Il existe une bulle politique comme on parle de bulle immobilière ou de bulle financière. L’espace consacré à la vie politique a connu une inflation proportionnelle au désengagement des citoyens. Dans les années 1960, le grand quotidien populaire qu’était France Soir consacrait six fois plus de place à l’international que Le Parisien-Aujourd’hui en France. La « politique politicienne » est désormais surreprésentée.
Cette bulle est d’autant plus artificielle qu’à l’heure de la mondialisation, l’exercice du pouvoir a changé.
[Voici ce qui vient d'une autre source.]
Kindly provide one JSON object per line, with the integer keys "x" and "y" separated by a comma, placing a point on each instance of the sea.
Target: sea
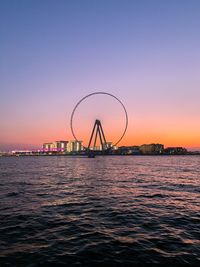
{"x": 103, "y": 211}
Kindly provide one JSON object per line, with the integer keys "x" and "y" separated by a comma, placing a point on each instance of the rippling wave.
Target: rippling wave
{"x": 106, "y": 211}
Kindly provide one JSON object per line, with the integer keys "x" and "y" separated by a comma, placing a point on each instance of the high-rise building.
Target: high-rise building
{"x": 59, "y": 146}
{"x": 74, "y": 146}
{"x": 152, "y": 149}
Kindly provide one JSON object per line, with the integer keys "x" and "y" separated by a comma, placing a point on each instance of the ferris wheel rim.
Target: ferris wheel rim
{"x": 99, "y": 93}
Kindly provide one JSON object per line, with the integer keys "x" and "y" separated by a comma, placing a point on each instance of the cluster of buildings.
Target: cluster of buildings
{"x": 146, "y": 149}
{"x": 63, "y": 146}
{"x": 76, "y": 147}
{"x": 151, "y": 149}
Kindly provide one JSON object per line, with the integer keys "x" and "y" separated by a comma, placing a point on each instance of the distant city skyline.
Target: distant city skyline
{"x": 55, "y": 52}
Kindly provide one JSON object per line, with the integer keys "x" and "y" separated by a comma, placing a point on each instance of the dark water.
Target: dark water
{"x": 115, "y": 211}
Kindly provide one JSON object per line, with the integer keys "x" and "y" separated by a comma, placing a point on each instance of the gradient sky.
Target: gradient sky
{"x": 53, "y": 52}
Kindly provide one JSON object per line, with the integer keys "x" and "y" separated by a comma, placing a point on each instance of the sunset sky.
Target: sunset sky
{"x": 54, "y": 52}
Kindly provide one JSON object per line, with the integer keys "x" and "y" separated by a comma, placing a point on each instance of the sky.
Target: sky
{"x": 54, "y": 52}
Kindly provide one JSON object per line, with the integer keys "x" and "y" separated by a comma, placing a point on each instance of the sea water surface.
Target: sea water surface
{"x": 106, "y": 211}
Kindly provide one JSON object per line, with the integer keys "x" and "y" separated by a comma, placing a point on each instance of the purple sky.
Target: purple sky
{"x": 53, "y": 52}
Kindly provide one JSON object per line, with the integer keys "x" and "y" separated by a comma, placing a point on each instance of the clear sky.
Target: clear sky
{"x": 53, "y": 52}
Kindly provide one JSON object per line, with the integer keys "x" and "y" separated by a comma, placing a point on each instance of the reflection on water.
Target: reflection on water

Les arbitrages fondamentaux se prennent dans les entreprises transnationales et les ministères selon des règles qui échappent trop souvent au jeu démocratique ou à la transparence. Les décisions majeures sont masquées par une avalanche de communication. Cette discrétion est autant le fait du cynisme que du pragmatisme, car gouverner pour un horizon qui dépasse quelques jours est devenu une gageure. Le brouillage est complet.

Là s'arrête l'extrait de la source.